Очень короткая ночь с бомбежками казалась длинной-предлинной. Пулеметным обстрелом с воздуха, смутными вестями и слухами о сброшенных противником десантах была она наполнена до отказа.
Утром мы подъезжали к старой границе (1939 года). Прекрасные нивы, ставшие уже здесь золотыми, свежие, в росе, васильки и маки на обочинах дорог. ‹…›
Штаб Юго-Западного направления размещался в не очень старинном, но возведенном по всем правилам замке на окраине города.
Прежде чем идти представляться к начальству, совершенно необходимо было помыться.
Твардовский сказал, что баня – это уже его дело.
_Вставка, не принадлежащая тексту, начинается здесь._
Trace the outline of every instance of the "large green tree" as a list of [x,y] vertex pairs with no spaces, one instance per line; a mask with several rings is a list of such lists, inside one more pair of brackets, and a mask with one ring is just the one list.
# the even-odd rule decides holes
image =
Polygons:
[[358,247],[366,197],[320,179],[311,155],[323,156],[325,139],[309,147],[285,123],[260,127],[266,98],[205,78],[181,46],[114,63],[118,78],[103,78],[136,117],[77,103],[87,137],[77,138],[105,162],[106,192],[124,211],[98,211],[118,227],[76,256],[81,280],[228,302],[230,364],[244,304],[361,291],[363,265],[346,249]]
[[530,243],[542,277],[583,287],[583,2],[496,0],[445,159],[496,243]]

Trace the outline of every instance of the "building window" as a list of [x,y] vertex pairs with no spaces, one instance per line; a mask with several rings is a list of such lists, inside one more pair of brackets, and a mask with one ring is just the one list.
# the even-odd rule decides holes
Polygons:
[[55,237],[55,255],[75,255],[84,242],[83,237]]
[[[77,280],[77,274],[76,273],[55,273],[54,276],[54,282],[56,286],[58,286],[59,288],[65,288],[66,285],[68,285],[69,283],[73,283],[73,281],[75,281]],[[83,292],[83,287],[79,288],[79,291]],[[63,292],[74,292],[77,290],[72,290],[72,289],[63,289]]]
Он отправился в разведку, облазил какие-то башни и коридоры и радостно известил нас, что нашел ванную комнату, но на дверях почему-то здоровенный амбарный замок.
Мы отправились туда втроем и при помощи найденной во дворе железяки замок аккуратно сорвали. В большой белой фарфоровой ванне лежал мертвый командир в окровавленной гимнастерке.
– Свят-свят-свят… – сказал Твардовский, и мы стали торопливо прилаживать замок на место.
В те дни уже ничему не удивлялись. На другом этаже нашлась все-таки незапертая ванная, и мы помылись холодной водой, потерли друг другу спины. Твардовский крякал, ахал, безжалостно поливал наши хлипкие тела. Сам он был красиво сложен, плечист и говорил, что о человеке можно судить по глазам и по коже. Есть люди с такой кожей, что лучше бы им родиться курами без перьев!